The weirdest part of the movie is when Timothy cries over the death of a bumblebee and then literally one minute later is euphoric when he finds some fresh poop from one of his beloved friend-bears named Wendy. He touches the poop, marvels at it and goes into a big explanation about how incredible it was that the poop was just inside her and now it’s on the ground. It shows how out of touch with reality he is. Timothy Treadwell was bizarre and paranoid and Grizzly Man is definitely one of the oddest films I have ever seen.

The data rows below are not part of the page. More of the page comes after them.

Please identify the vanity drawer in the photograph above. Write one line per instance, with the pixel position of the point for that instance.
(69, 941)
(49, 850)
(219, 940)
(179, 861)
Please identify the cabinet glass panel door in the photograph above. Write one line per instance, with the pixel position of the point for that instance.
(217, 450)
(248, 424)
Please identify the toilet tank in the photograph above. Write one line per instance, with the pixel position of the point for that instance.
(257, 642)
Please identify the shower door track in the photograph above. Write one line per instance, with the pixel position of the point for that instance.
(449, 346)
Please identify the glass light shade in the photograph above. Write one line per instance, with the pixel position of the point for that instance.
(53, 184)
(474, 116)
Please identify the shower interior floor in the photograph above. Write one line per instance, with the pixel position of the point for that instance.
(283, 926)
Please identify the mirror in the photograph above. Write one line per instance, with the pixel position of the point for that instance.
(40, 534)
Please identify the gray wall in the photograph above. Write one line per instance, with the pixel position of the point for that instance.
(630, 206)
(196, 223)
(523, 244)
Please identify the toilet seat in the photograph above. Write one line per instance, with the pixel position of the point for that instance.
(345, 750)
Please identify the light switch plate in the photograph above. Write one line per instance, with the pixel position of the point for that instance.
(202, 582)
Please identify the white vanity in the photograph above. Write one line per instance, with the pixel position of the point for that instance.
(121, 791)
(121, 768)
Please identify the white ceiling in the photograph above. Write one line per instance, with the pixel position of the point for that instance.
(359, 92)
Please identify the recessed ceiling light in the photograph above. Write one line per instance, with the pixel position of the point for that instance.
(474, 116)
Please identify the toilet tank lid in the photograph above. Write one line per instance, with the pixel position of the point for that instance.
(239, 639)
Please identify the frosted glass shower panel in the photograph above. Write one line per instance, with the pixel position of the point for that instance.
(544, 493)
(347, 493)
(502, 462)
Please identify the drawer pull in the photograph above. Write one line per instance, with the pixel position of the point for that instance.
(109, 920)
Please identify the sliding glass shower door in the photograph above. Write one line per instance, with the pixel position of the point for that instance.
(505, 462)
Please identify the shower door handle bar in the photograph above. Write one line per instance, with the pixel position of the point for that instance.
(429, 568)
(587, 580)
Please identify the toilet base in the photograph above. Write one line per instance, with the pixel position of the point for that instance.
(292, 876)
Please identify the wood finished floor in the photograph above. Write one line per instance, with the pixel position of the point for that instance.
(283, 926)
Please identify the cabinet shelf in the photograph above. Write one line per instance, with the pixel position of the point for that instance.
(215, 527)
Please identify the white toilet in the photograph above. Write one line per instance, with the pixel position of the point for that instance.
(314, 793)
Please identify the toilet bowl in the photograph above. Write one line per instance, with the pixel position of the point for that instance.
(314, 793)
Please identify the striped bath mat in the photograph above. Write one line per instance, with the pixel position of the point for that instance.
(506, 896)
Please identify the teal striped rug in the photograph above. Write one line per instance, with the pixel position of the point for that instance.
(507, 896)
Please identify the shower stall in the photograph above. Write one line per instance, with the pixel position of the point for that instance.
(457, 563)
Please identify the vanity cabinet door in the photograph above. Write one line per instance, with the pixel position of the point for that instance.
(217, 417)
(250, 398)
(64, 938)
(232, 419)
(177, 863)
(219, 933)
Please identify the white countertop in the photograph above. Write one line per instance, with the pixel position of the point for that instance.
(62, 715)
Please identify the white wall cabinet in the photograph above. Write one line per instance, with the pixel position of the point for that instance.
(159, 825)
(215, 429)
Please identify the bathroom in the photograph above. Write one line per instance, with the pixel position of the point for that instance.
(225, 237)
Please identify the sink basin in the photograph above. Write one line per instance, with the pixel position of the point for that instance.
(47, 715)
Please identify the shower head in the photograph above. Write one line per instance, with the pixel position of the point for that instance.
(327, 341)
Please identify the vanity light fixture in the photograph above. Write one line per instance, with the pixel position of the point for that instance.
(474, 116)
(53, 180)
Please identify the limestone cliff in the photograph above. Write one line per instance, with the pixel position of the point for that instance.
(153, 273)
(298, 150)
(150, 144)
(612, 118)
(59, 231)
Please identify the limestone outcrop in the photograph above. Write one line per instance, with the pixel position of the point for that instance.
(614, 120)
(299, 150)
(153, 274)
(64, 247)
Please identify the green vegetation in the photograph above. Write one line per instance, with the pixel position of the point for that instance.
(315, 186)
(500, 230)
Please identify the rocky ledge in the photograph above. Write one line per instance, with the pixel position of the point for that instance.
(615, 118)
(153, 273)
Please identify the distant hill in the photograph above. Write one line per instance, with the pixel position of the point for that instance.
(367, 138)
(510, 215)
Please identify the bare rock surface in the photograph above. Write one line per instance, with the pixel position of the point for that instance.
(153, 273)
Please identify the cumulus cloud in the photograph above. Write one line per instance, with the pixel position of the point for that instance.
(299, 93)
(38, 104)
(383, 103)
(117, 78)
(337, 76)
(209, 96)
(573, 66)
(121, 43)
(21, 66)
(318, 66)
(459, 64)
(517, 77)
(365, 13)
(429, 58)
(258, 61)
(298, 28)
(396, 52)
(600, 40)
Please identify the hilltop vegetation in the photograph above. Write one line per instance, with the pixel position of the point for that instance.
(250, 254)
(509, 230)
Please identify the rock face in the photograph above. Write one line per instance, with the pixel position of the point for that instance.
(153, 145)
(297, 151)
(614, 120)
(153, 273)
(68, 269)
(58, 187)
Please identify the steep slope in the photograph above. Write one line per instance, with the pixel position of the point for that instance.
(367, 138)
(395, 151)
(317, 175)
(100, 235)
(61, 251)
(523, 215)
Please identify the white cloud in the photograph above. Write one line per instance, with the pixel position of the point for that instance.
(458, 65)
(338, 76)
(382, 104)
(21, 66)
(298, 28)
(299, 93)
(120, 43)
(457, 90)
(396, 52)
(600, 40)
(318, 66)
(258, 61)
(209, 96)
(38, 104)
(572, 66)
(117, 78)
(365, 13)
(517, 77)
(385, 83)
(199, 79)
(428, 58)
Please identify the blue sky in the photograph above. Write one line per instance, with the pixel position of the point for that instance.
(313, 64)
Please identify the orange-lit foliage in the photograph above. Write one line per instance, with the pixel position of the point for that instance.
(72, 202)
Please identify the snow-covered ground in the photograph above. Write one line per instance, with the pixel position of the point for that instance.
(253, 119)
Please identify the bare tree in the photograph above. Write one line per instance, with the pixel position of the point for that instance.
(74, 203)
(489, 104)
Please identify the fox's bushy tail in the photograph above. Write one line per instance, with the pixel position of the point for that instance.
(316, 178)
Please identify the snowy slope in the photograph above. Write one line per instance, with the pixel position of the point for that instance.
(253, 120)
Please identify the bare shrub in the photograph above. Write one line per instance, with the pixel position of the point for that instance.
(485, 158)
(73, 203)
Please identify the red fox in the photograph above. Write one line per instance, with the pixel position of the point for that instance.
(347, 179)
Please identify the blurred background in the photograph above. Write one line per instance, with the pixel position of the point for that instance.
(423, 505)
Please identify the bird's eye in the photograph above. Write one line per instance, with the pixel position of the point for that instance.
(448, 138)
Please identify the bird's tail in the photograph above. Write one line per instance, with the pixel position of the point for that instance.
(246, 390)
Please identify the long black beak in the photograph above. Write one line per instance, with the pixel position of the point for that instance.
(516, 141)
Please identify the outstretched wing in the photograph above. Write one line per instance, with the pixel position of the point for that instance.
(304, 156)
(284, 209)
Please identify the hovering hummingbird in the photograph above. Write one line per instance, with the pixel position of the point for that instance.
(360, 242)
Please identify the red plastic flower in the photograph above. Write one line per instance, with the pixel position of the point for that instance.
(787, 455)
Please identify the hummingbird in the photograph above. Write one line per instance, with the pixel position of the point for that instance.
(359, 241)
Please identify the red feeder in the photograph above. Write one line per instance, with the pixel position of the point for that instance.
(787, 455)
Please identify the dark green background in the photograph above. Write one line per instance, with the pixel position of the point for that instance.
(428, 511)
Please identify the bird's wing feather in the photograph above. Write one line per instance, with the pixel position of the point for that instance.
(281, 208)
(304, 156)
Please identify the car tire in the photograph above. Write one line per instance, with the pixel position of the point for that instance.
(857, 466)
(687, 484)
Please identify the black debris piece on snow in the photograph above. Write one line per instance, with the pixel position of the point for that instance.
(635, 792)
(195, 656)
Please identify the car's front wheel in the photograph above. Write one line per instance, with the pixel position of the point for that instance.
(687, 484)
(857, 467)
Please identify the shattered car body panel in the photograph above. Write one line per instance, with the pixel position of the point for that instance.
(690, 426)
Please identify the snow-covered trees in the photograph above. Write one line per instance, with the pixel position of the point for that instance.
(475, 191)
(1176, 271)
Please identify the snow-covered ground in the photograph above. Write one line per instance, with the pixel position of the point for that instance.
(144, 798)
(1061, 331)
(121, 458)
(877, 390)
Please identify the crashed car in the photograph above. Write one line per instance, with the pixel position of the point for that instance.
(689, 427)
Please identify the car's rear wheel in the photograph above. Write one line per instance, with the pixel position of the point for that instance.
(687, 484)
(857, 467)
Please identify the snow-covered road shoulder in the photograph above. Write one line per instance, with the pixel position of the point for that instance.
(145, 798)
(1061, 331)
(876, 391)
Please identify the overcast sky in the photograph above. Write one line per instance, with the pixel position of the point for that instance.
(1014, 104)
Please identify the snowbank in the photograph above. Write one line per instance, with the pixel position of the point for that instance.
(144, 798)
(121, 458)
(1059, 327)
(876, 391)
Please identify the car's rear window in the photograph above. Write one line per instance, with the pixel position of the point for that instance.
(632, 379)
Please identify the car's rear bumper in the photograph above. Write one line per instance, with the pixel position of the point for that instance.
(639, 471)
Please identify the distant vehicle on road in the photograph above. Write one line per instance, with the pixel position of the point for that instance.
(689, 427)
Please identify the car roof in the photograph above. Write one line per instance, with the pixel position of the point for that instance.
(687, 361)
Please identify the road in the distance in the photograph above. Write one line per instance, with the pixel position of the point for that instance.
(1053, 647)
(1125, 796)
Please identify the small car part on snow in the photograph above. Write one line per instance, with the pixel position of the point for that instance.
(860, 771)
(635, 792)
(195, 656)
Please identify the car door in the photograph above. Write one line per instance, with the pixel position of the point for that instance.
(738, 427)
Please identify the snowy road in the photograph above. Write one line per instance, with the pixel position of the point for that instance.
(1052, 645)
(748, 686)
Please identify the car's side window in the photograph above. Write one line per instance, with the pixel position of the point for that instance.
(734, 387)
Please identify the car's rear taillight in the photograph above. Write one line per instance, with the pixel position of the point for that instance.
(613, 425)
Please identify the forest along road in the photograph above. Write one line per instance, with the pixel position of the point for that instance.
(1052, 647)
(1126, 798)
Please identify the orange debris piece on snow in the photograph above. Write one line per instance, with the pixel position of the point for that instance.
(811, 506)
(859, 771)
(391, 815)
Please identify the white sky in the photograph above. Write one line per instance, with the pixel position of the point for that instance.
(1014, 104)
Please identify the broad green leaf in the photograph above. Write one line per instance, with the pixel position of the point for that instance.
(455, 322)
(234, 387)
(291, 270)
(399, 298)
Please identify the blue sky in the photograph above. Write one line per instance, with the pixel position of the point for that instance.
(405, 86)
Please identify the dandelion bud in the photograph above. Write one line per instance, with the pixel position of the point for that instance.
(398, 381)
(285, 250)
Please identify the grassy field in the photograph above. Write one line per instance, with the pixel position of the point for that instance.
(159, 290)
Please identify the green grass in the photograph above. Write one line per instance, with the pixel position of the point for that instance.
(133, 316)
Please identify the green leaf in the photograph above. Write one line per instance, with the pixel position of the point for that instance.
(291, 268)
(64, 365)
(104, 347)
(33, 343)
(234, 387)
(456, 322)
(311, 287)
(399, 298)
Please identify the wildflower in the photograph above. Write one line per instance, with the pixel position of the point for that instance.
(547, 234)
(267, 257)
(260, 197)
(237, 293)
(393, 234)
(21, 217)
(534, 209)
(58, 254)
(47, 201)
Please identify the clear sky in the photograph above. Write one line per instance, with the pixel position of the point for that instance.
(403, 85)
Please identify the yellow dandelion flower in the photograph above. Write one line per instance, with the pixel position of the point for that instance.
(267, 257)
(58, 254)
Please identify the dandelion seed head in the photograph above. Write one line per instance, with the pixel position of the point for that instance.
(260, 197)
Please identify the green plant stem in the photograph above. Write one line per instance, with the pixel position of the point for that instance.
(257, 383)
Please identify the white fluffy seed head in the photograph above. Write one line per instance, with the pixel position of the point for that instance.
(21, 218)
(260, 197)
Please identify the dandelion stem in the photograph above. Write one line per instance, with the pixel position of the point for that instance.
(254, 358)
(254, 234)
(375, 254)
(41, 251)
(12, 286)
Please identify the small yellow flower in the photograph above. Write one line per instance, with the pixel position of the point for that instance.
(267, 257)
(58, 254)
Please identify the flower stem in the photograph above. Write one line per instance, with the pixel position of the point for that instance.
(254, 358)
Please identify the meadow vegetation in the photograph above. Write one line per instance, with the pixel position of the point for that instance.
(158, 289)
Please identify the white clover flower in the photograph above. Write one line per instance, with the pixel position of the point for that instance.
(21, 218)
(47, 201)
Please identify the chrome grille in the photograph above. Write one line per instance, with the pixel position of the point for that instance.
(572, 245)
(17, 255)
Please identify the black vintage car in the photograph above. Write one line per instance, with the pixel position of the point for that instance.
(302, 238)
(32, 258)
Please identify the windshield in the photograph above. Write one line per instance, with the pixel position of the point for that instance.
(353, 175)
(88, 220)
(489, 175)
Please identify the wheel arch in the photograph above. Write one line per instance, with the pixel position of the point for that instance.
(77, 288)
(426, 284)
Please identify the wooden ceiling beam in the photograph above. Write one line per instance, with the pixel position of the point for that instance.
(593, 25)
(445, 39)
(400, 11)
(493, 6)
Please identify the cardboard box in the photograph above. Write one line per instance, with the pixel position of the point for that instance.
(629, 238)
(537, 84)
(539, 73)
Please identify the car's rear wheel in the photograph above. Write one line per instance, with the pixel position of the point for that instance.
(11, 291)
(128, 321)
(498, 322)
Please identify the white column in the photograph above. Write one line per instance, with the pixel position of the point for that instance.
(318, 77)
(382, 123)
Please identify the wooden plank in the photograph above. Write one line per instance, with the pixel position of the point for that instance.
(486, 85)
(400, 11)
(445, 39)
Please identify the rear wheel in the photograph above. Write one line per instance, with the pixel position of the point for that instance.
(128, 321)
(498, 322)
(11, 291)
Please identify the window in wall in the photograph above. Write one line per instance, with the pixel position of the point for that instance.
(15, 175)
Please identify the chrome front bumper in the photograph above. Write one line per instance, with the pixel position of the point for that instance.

It’s narrated in an overly dramatic fashion by the director who has an accent similar to Arnold Schwarzenegger. It also features interviews with Treadwell’s friends (who all seem a Cheers audition away from living with the bears themselves) and some frighteningly kooky coroner whose eyes bulge out of his head while he graphically describes the vicious attack that killed Treadwell and his girlfriend. He gets more and more excited and frightening as he replays the whole incident in his mind. The friends, the coroner and the narration add a funny creepiness to the movie and it probably wouldn’t be watch-able without all of that.
This movie is like a bad car accident; you just can’t help but stare at. Timothy’s friends try to convince the viewer that it’s all about his love of his friend-bears. It’s not. It’s about a guy who is unable to live in society, so he retreats every summer to live with these bears and videotape himself a manifesto. One of Timothy’s human friend’s surmises that the killer bear came searching for Timothy with murder on his mind. If that’s true, it’s only because the bears wanted their peace and quiet back after thirteen years of this guy screaming, singing and playing with their poop.
I have to recommend this movie. It’s positively creepy, insane, funny and sad all at the same time. You’re emotions won’t probably change as fast as Timothy’s, but it’s worth checking out.